Motion Matching is a simple yet powerful way of animating characters in games. Compared to other methods, it doesn’t require very much manual work once you have a basic set-up: there is no need to structure clips in graphs, to carefully cut or synchronize them, or to explicitly create new transitions between states. However, Motion Matching works best when combined with lots of motion capture data, and all of that data comes at a cost: large memory usage, which only gets worse the more the system grows, and the more situations it is applied in. Here we present a solution to this problem called Learned Motion Matching which leverages Machine Learning to drastically reduce the memory usage of Motion Matching based animation systems.
Motion Matching
First, let’s try to understand how Motion Matching works itself. A good place to start is by examining the data we’re going to be working with – long, unstructured animations – usually from a motion capture dataset. Here’s a typical animation from such a dataset:
Deciding when to start playing a new animation rather than continuing the animation you are already playing is key. And picking another clip, which is to say, making a jump to a different frame of animation in our dataset, requires us to be able to measure how much better or worse this switch would be for our task. Deciding exactly how to do this is difficult, because a single frame of animation contains a lot of information – and some of the information might not be useful for this decision.
A good solution is to hand pick some of this information, which we will call features, and use these to decide how well a particular frame of animation matches the task. In this case we need features which express two things – the path which the character is going to follow so we can see how similar it is to our desired path – and the current pose of the character so that if we start playing back the new clip there is not a large change in the character’s posture. With some experimentation, we can find that the feet positions, their velocities, the character’s hip velocity, and a couple of snapshots from the future trajectory position and direction are the only features we need to achieve this path following task. This is what they look like:
This information is much more compact and manageable, not just for our eyes, but also for the algorithm that must search for a good match at runtime. If you gather all the feature values from each frame of animation into an array you obtain a vector we call the feature vector (the colored array in the video above). This is a compact numerical representation of the ability of this frame to perform the task. We extract these features for all frames in the dataset and stack the resulting vectors into a big matrix. This, we call the matching features database.
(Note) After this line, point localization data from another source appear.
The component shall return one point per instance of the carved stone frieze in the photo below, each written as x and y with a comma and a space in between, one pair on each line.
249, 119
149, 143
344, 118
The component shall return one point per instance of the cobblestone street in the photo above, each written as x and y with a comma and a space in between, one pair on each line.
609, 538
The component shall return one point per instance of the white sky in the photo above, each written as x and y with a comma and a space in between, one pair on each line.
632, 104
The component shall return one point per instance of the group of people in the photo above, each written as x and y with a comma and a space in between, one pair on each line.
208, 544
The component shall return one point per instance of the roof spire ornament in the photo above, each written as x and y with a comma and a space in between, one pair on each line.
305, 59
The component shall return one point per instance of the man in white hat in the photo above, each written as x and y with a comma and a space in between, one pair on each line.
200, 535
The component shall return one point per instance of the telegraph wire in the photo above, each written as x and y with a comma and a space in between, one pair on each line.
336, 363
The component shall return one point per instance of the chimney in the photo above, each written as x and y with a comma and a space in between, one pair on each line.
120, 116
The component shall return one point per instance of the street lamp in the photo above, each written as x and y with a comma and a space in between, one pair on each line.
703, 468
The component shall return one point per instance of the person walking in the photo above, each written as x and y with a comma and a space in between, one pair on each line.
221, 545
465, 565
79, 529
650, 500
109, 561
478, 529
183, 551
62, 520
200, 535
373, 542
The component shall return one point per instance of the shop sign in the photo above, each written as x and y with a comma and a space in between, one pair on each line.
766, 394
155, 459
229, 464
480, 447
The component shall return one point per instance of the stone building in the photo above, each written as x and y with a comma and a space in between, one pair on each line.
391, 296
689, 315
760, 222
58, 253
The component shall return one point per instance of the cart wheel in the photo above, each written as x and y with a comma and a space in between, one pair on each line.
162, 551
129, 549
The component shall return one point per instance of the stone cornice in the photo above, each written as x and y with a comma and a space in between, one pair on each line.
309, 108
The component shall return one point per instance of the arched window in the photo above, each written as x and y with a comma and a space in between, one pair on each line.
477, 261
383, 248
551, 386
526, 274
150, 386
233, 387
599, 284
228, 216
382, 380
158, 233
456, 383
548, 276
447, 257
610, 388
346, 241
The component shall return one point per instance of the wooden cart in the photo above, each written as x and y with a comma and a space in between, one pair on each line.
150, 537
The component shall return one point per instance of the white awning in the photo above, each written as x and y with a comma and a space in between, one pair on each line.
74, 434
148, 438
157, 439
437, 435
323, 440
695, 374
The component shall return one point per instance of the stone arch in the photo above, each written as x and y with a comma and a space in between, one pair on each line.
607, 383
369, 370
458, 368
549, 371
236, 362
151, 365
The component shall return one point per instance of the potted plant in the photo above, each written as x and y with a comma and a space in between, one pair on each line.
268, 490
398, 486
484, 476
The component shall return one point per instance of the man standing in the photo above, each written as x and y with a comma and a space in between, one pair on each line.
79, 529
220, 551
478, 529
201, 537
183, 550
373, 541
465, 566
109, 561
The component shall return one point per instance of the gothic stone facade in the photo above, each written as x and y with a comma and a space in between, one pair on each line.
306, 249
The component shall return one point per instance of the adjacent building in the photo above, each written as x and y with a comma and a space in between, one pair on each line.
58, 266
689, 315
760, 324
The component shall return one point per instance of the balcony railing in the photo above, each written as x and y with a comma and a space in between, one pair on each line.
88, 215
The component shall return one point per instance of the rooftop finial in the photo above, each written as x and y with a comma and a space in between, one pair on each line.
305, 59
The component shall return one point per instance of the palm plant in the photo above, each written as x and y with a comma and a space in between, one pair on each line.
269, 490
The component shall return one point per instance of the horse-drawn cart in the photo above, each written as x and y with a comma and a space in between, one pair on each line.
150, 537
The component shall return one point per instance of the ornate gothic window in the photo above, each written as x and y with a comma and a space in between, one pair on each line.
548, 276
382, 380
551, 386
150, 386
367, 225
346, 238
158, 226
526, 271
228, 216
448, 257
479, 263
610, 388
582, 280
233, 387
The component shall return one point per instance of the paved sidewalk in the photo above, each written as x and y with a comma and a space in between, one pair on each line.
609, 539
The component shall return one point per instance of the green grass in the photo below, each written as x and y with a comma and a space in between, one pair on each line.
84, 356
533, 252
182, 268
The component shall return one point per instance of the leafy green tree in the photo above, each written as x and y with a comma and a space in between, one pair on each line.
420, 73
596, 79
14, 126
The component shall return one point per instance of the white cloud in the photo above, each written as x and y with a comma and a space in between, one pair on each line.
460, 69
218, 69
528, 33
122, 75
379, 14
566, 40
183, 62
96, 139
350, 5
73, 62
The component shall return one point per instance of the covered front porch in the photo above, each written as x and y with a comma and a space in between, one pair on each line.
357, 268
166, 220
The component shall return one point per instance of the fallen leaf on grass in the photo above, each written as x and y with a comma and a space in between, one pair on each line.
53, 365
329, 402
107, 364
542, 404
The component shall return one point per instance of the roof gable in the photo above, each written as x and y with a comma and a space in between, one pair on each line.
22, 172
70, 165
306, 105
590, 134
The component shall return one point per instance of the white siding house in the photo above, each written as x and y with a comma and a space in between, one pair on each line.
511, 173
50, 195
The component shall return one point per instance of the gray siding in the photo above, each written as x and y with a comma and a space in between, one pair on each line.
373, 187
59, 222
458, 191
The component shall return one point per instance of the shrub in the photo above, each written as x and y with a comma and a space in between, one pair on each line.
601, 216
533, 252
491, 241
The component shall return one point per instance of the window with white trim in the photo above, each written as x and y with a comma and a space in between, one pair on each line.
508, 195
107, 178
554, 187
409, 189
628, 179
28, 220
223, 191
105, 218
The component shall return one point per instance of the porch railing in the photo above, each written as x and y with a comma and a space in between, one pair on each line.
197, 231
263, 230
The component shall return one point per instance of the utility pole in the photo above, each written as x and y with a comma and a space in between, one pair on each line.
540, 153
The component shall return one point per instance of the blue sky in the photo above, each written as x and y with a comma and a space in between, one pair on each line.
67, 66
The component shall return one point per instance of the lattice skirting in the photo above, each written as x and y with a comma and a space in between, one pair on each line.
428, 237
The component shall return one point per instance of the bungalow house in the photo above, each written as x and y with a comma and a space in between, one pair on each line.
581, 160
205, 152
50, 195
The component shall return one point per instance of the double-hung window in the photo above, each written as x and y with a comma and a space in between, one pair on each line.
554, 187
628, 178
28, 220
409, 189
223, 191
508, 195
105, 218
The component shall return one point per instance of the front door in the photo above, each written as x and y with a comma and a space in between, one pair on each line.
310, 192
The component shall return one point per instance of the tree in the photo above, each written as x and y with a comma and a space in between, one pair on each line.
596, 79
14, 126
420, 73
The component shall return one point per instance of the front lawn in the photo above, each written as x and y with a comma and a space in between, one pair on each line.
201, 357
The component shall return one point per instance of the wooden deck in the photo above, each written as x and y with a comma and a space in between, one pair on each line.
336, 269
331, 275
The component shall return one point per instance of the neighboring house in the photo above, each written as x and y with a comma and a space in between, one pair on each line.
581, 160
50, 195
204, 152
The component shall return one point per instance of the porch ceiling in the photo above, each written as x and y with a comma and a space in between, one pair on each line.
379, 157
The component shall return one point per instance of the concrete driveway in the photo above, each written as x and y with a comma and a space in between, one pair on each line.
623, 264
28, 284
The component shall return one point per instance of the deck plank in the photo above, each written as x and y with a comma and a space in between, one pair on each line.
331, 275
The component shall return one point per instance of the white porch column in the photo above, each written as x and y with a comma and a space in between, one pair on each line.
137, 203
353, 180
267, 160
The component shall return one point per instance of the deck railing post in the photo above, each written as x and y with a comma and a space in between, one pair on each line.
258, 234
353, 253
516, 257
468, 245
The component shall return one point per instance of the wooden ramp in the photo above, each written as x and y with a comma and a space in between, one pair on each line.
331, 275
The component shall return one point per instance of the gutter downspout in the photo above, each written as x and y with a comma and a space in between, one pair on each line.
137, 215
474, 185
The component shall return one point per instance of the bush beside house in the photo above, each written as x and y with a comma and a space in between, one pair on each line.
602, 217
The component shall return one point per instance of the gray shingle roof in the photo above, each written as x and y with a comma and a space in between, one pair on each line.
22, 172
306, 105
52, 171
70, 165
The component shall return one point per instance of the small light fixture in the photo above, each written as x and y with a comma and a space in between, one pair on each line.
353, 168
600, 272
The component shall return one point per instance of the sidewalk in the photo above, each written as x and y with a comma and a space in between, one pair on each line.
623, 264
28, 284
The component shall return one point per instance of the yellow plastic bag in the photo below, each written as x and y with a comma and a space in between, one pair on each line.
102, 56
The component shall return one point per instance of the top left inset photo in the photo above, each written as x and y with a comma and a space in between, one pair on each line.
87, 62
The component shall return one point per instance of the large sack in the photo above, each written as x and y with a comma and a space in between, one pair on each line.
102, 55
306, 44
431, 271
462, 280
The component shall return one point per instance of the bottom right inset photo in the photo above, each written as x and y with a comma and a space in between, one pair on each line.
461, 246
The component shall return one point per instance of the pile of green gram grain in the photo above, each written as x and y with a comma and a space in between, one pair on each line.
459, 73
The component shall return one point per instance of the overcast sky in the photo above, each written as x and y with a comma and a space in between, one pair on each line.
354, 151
When it’s time to decide if we should switch to a new clip, we form a query feature vector from the current pose and the coming portion of the desired path, and we search the matching features database for the entry that matches the query the best. Once found, we lookup the corresponding full pose in the animation dataset and start the playback from there. Here is a visualisation of the search and the best match it finds:
Finally, we can apply some foot locking and inverse kinematics to produce a nice, polished result:
And that’s it – by choosing different kinds of features to match we can build animation systems that achieve different kinds of tasks, such as interaction with props, navigation over rough terrain, or even reactions to other characters. This is the secret sauce behind many of the best animation systems in games .
The Scalability Problem
Now that you know how Motion Matching works, have a think about how much data may be required for a AAA production. Well, it depends on the design. There are many factors to consider, such as what types of locomotion you want to support (idle, walk, jog, run, sprint, slow strafe, fast strafe, jump, hop, crouch, …), the available actions and their parameters (opening a door, going to sit on a chair, picking up an object, mounting a horse,…), combinations (like walking, walking while holding a light weapon, while holding a heavy two-handed weapon), and all of that possibly compounded by archetype styles (like flavors of civilians and soldiers) and gameplay states (injured, drunk, etc.). Before you know it, you will have many hundreds of megabytes, perhaps gigabytes, of data going into the system. And, let us emphasize one particularly important point about Motion Matching: it does not combine data for you. If you have an animation of walking and one for drinking, Motion Matching will not be able to produce a scene where the character is walking while drinking. Motion Matching will only play back the data you provide it.
And, not only do we have to keep all this animation data in memory, but there is also the matching features database, which grows proportionally to the number of features, and the amount of animation data used. Naturally, searching a larger database means poorer runtime performance too. This is why we say Motion Matching scales poorly in terms of data.
Our goal in this research is simple: to replace the Motion Matching machinery with something that produces exactly the same result, but which does not require keeping as much data in memory. The work flow for animators should remain exactly the same: let them craft whatever system they like using Motion Matching and as much data as they want. Then, once they are finished, plug-in an alternative system which produces the same result but which has both lower memory usage and constant CPU cost. This is where Learned Motion Matching comes in.
Learned Motion Matching
To start, we need to think a bit more abstractly about our animation system, and consider it more as a logical system that takes as input some control query (be it a desired path to follow, controller stick positions and button presses, etc.) and produces as output a continuous, fluid animation. An animation system based on Motion Matching, as we saw, does this using the animation data that is supplied to it plus the features database which it periodically searches.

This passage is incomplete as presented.